É certo que houve dissidências que se juntaram a facções criminosas e que isso precisa ser combatido.
Mas a maioria deles, cerca de 6.000 pessoas, aceitou os termos do tratado, vive em acampamentos, realiza tarefas comunitárias e espera a contrapartida do Estado.
Esta era, basicamente, a de oferecer-lhes proteção e um plano de reintegração à sociedade, por meio de capacitação e de empregos.
Pois a gestão Duque não está cumprindo sua parte. E o Exército, hoje voltado a controlar a quarentena, abandonou os ex-combatentes.
O resultado é que 194 deles foram mortos apenas neste ano, em geral por facções criminosas com quem tinham contas a acertar. Em seus acampamentos, que eram para ser provisórios, estão vulneráveis ao vírus e às vinganças.

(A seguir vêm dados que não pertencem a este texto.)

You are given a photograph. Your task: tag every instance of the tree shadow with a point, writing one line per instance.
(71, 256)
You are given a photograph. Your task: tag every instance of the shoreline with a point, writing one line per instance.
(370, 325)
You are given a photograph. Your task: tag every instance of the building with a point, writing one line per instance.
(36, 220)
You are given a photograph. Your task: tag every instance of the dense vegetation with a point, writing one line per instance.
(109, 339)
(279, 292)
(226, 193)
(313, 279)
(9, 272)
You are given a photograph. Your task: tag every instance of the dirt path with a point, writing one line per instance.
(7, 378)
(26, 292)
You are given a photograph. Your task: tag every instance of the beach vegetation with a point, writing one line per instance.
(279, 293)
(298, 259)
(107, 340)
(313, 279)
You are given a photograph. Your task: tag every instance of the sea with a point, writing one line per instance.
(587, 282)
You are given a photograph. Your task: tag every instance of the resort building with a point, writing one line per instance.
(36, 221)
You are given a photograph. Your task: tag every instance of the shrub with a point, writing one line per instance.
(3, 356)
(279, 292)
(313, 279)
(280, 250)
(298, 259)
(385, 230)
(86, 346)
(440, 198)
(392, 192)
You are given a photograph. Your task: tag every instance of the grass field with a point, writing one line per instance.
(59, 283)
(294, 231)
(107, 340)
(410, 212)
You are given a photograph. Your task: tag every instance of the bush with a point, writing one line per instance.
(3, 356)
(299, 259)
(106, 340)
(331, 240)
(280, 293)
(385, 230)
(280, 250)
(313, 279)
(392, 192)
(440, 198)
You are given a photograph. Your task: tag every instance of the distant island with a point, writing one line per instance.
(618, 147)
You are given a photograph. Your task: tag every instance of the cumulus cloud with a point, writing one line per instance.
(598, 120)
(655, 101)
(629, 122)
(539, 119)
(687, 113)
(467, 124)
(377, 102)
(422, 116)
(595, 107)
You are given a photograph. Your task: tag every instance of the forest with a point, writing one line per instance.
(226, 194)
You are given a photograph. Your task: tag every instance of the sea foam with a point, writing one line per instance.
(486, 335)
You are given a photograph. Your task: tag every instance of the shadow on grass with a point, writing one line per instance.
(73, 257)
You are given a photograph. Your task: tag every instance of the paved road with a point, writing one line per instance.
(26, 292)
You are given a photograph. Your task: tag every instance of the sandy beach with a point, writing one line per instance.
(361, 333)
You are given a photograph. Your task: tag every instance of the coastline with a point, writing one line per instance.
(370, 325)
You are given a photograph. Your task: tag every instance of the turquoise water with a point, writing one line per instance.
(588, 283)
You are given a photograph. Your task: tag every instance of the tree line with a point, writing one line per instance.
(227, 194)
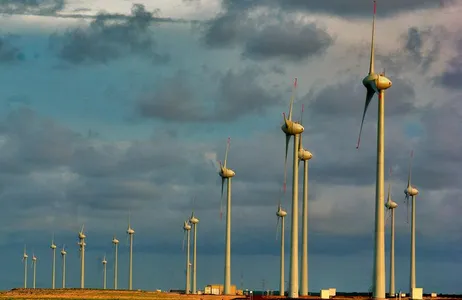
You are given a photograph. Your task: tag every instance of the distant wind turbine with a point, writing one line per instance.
(292, 128)
(227, 173)
(130, 232)
(24, 260)
(53, 267)
(304, 155)
(63, 256)
(391, 206)
(194, 221)
(115, 242)
(187, 235)
(377, 83)
(82, 245)
(411, 191)
(34, 266)
(281, 214)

É incrível como é difícil ouvir as lições da história. Nos anos 1980, houve um acordo de paz entre o Estado e várias guerrilhas, que toparam deixar as armas e fundar um partido, o União Patriótica.
Sem segurança garantida e desarmados, tiveram mais de 3.000 de seus integrantes assassinados.
O que hoje se recorda como um massacre que não deveria nunca mais se repetir, parece algo novamente provável. A Colômbia é o país que mais guerras civis teve no século 19.
No 20, perdeu mais de 300 mil vidas no enfrentamento com as guerrilhas, e outras tantas na guerra do narcotráfico.
Não é possível seguir perdendo oportunidades de obter a paz como o acordo histórico com as Farc. Duque deve ser responsabilizado se os ex-combatentes continuarem a ser massacrados.